Esses dois insetos frequentam as artes de diferentes maneiras. No cinema, quem não viu o filme “A Mosca”, de 1986, em que um cientista inventa a máquina para fazer o teletransporte de corpos?
O processo consistia numa espécie de “desmonte” das moléculas do corpo numa das máquinas (a transmissora) e sua reconstituição na outra (a receptora). Depois de testá-la com objetos e pequenos animais, resolve ele mesmo submeter-se a um teste. Deu tudo errado quando ele, ao entrar na máquina, não percebeu que entrou junto uma mosca.
Ela foi “desmontada” e transportada junto com o cientista e, na “remontagem”, misturaram-se as moléculas e o homem incorporou as características do inseto, transformando-se num monstro híbrido, mosca/homem. Essa mesma história já havia sido filmada, com recursos bem toscos, em 1958, com o título em português de “A mosca da cabeça branca”.
Na música temos a composição do saudoso Raul Seixas, “A mosca na sopa”, aquela “que perturba o seu sono” e que fica “no seu quarto a zumbizar”, além de outras que no momento não me ocorrem.

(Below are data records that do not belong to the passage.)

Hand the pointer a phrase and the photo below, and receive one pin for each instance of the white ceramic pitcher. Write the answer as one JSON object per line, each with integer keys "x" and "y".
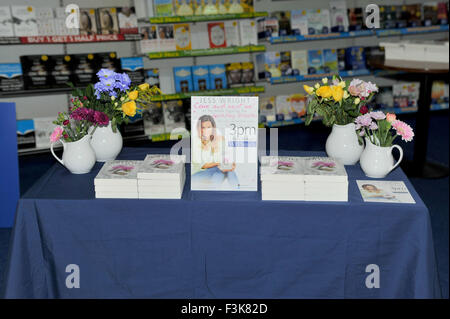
{"x": 343, "y": 145}
{"x": 78, "y": 157}
{"x": 377, "y": 161}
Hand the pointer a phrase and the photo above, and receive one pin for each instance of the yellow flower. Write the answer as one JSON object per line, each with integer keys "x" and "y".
{"x": 129, "y": 108}
{"x": 337, "y": 92}
{"x": 133, "y": 95}
{"x": 144, "y": 86}
{"x": 308, "y": 89}
{"x": 324, "y": 91}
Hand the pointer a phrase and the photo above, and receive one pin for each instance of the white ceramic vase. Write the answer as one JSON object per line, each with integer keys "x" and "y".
{"x": 343, "y": 144}
{"x": 377, "y": 161}
{"x": 106, "y": 144}
{"x": 78, "y": 157}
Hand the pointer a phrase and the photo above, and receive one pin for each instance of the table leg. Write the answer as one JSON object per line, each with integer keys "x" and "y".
{"x": 420, "y": 167}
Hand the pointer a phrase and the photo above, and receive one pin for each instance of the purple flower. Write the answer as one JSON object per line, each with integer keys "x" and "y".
{"x": 101, "y": 118}
{"x": 378, "y": 115}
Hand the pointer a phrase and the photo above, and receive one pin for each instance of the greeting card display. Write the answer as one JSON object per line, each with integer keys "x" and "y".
{"x": 224, "y": 139}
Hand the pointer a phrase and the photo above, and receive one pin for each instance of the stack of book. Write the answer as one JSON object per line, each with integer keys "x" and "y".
{"x": 282, "y": 178}
{"x": 162, "y": 176}
{"x": 325, "y": 180}
{"x": 303, "y": 178}
{"x": 117, "y": 179}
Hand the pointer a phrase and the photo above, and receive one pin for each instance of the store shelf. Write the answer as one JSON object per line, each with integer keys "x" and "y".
{"x": 67, "y": 39}
{"x": 361, "y": 33}
{"x": 239, "y": 90}
{"x": 201, "y": 18}
{"x": 206, "y": 52}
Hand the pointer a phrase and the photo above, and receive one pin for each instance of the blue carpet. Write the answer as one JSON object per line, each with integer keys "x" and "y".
{"x": 434, "y": 192}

Quanto à borboleta, por motivos óbvios, sua presença se faz muito mais notada: é a beleza de uma pintura, é a poesia exaltando suas belas cores, é a música, tal como canta Marisa Monte (“Borboleta pequenina que vem para nos saudar”) e o poeta Vinícius de Moraes (“Brancas/Azuis/Amarelas/Pretas/Brincam/Na luz/As belas/Borboletas”), e outros. Renomados escritores, como o mestre Rubem Braga, celebraram a borboleta: quem não leu sua notável crônica “A borboleta amarela”?

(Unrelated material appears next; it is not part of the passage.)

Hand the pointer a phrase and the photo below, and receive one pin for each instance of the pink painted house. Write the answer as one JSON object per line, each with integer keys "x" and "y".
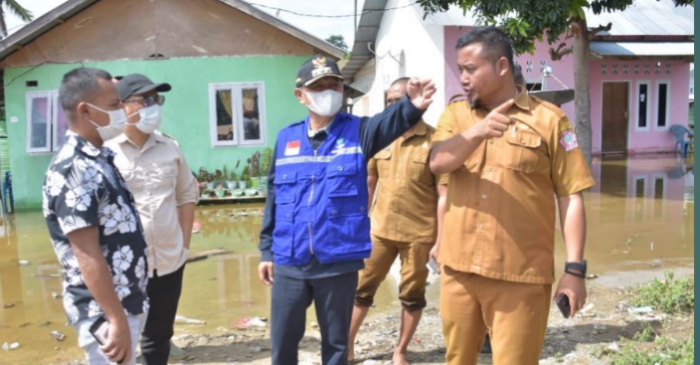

Na verdade, o que me motivou a escrever sobre esses dois insetos foi uma situação curiosa que vivenciei há alguns dias. Sempre que posso e a disposição comparece, frequento a sala de ginástica do condomínio onde moro, bem cedo, geralmente o primeiro a chegar. Como sempre, entrei, liguei as luzes e abri as janelas para arejamento e renovação do ar do ambiente.
Fui logo para a esteira ergométrica e, ao iniciar, surgiu, saída de algum canto escuro, uma bela borboleta, que fez diversos sobrevoos na sala, vindo a seguir em minha direção e realizando quatro voltas ao meu redor; após isso, dirigiu-se a uma das janelas e ganhou a liberdade, sumindo no ar ainda meio escuro. Concluí que esse volteio em torno de mim foi, provavelmente, para agradecer-me por tê-la libertado da escuridão e do ambiente abafado em que passara a noite.

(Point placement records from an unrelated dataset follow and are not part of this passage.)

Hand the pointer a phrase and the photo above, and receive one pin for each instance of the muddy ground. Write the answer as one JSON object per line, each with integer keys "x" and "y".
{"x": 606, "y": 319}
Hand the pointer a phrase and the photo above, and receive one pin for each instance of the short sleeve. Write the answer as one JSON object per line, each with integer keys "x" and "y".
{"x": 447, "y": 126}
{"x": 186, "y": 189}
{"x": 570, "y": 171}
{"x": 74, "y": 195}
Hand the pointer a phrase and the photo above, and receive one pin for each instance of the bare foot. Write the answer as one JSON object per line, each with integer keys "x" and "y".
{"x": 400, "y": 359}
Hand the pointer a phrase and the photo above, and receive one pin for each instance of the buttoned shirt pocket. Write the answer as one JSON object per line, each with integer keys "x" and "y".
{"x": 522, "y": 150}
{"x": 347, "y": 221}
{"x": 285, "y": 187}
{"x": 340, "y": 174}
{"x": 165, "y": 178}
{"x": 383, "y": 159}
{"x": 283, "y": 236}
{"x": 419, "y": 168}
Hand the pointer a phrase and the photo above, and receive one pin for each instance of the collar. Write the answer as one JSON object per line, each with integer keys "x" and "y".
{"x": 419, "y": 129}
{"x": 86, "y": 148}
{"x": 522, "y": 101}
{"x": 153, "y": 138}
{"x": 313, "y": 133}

Mas, assim que a borboleta evadiu-se do local, fui assaltado por uma dessas moscas que, às vezes, nos assediam, insistindo em pousar em nosso rosto, por mais que as espantemos. Foram muitos minutos de luta: a mosca tocando o meu rosto e eu repelindo-a.
Ela não me deu trégua, até que, chegando outro morador para exercitar-se, a danada abandonou-me e foi imediatamente incomodar o recém-chegado. Fiquei matutando sobre qual teria sido o motivo para que ela me trocasse pelo outro (seria seu perfume mais agradável que o meu?), mas não reclamei; fiquei apenas observando a luta do meu vizinho com o irritante inseto.